Fanjie Kong,Yanbei Chen,Jiarui Cai,Davide Modolo
2024-04-08
Abstract:Open-world detection poses significant challenges, as it requires the detection of any object using either object class labels or free-form texts. Existing related works often use large-scale manual annotated caption datasets for training, which are extremely expensive to collect. Instead, we propose to transfer knowledge from vision-language models (VLMs) to enrich the open-vocabulary descriptions automatically. Specifically, we bootstrap dense synthetic captions using pre-trained VLMs to provide rich descriptions on different regions in images, and incorporate these captions to train a novel detector that generalizes to novel concepts. To mitigate the noise caused by hallucination in synthetic captions, we also propose a novel hyperbolic vision-language learning approach to impose a hierarchy between visual and caption embeddings. We call our detector ``HyperLearner''. We conduct extensive experiments on a wide variety of open-world detection benchmarks (COCO, LVIS, Object Detection in the Wild, RefCOCO) and our results show that our model consistently outperforms existing state-of-the-art methods, such as GLIP, GLIPv2 and Grounding DINO, when using the same backbone.
Computer Vision and Pattern Recognition
What problem does this paper attempt to address?
The paper primarily addresses the problem of Open-world Detection, which involves detecting and localizing any object in an image, not limited to predefined category labels but also including free-form text descriptions.

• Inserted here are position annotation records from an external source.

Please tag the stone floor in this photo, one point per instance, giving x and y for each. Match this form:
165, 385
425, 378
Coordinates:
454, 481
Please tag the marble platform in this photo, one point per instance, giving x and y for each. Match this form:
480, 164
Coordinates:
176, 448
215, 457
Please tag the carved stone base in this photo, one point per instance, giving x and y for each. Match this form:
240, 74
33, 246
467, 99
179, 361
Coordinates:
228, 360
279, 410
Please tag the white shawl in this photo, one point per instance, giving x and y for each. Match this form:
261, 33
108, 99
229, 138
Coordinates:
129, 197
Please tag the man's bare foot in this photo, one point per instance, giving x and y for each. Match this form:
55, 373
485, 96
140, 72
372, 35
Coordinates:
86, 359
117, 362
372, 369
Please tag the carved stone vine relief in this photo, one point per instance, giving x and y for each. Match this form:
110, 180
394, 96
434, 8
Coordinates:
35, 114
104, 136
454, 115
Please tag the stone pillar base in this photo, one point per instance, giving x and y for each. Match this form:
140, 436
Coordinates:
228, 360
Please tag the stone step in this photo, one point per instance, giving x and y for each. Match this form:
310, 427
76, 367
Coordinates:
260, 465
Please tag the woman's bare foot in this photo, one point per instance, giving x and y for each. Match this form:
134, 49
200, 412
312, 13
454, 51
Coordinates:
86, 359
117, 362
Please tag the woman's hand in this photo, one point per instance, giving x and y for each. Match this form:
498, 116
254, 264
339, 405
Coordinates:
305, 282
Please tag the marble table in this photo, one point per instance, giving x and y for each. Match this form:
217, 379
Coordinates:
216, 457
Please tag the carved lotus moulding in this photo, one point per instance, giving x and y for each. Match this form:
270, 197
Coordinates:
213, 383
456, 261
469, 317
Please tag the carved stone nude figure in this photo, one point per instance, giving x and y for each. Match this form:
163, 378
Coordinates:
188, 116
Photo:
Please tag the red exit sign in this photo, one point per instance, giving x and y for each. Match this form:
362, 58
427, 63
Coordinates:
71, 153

Specifically, the study makes the following contributions: 1. **Enhancing Open Vocabulary Detection with Synthetic Captions**: The paper proposes a method to enrich the model's understanding of open vocabulary concepts by utilizing synthetic captions generated by pre-trained vision-language models. These synthetic captions can provide rich descriptions of objects in the image, including both known and unknown objects. 2. **Introducing Hyperbolic Vision-Language Learning**: To address the hallucination problem that may arise with synthetic captions, where captions might contain information unrelated to the image, the paper introduces a new hyperbolic vision-language learning objective. This method establishes a structural hierarchy to ensure alignment between synthetic captions and image features, and it is specifically optimized to tackle the hallucination issue in synthetic captions. 3. **Experimental Results**: The paper demonstrates that the proposed model (named "HyperLearner") achieves state-of-the-art performance on multiple open-world detection benchmark datasets, including COCO, LVIS, Object Detection in the Wild (ODiW), and RefCOCO. Compared to existing techniques, HyperLearner shows superior performance under the same backbone network. In summary, the goal of this paper is to improve the model's generalization ability in open-world detection tasks by leveraging automatically generated synthetic captions and a novel hyperbolic space-based vision-language learning method.